Will there be more leeway afterwards?
I think so, after the first year. Boric and his supporters are very committed to the ecological transition. Chile is lucky because it has lithium, which is essential for batteries, and copper, which is essential for the enerfy transition. In addition, there is great potential for further development of solar and wind energy. It is necessary to give priority to certain sectors for that transition, supporting their development, and Kast does not understand this. Development banks must be mobilized for the green transition. And financial regulation can be used to incentivize commercial bank loans to companies with low-carbon investments.
Public investment is key. For example, Boric wants to invest heavily in building an extensive rail network. Then there is hydrogen. Hydrogen can be produced sustainably in Chile because there are many ways to generate renewable energy. We can use green hydrogen in mining to have green copper.
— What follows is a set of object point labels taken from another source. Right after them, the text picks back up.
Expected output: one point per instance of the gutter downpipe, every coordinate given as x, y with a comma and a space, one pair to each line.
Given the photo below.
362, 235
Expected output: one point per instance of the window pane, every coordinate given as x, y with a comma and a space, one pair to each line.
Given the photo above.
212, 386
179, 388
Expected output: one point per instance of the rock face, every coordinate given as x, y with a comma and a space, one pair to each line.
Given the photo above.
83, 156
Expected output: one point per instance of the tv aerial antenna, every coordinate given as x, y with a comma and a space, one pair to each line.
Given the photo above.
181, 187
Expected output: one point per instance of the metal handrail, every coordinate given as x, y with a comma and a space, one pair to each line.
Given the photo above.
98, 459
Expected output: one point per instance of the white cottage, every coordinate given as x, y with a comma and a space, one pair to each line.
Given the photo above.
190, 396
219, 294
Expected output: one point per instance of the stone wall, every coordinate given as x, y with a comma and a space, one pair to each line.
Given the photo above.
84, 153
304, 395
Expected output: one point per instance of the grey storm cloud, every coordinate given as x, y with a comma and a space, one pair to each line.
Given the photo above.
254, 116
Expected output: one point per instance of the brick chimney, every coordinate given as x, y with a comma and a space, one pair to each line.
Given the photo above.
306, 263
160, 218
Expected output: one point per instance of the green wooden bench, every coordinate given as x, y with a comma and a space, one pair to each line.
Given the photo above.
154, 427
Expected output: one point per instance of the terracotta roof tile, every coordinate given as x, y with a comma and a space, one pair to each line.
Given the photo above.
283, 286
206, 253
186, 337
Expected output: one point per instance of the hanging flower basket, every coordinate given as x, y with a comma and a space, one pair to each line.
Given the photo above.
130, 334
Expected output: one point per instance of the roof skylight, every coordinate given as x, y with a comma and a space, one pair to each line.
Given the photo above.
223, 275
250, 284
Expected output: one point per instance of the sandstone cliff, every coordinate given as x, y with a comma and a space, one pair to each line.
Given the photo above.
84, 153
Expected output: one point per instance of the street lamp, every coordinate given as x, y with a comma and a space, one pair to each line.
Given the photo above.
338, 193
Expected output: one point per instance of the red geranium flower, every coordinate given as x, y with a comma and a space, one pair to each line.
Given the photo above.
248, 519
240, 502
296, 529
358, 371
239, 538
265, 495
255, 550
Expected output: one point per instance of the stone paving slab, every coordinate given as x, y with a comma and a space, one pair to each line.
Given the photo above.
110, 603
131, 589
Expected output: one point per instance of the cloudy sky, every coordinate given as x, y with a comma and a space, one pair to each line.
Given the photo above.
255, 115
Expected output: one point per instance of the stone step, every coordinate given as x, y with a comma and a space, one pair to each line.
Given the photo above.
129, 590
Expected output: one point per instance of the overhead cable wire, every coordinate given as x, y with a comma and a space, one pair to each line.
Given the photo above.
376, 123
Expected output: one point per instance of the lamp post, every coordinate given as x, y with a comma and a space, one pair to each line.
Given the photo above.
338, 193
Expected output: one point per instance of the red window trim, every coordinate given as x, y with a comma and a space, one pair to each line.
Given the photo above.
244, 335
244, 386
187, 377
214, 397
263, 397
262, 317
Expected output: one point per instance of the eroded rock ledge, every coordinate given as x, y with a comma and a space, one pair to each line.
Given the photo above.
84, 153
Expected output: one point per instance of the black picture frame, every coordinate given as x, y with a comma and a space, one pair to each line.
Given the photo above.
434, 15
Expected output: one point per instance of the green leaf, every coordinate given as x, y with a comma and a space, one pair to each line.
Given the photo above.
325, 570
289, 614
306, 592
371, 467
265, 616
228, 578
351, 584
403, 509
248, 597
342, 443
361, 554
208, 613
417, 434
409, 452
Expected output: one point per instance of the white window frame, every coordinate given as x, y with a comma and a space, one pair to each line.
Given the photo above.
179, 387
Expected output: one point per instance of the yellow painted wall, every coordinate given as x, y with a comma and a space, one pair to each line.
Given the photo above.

Is there not a risk that the energy transition will create demand for metals and lead to more extraction and dependence on the export of raw materials?
The idea would be to move up the value chain. Manufacture batteries, incorporate more technology and knowledge. Scandinavian economies, which in the past were like Chile, dependent on exports of raw materials such as wood, managed to move up the value chain and develop rapidly. So it is necessary, for example, to produced more refined copper, to manufacture higher value-added cables.
Why would the left do it better than the right?
Because public investment and the development bank are essential for the green transition, and then catalysing private investment in this sector is key. Kast doesn’t understand this. He caricatures the state as a dark and negative force, but those are the ideas of the past.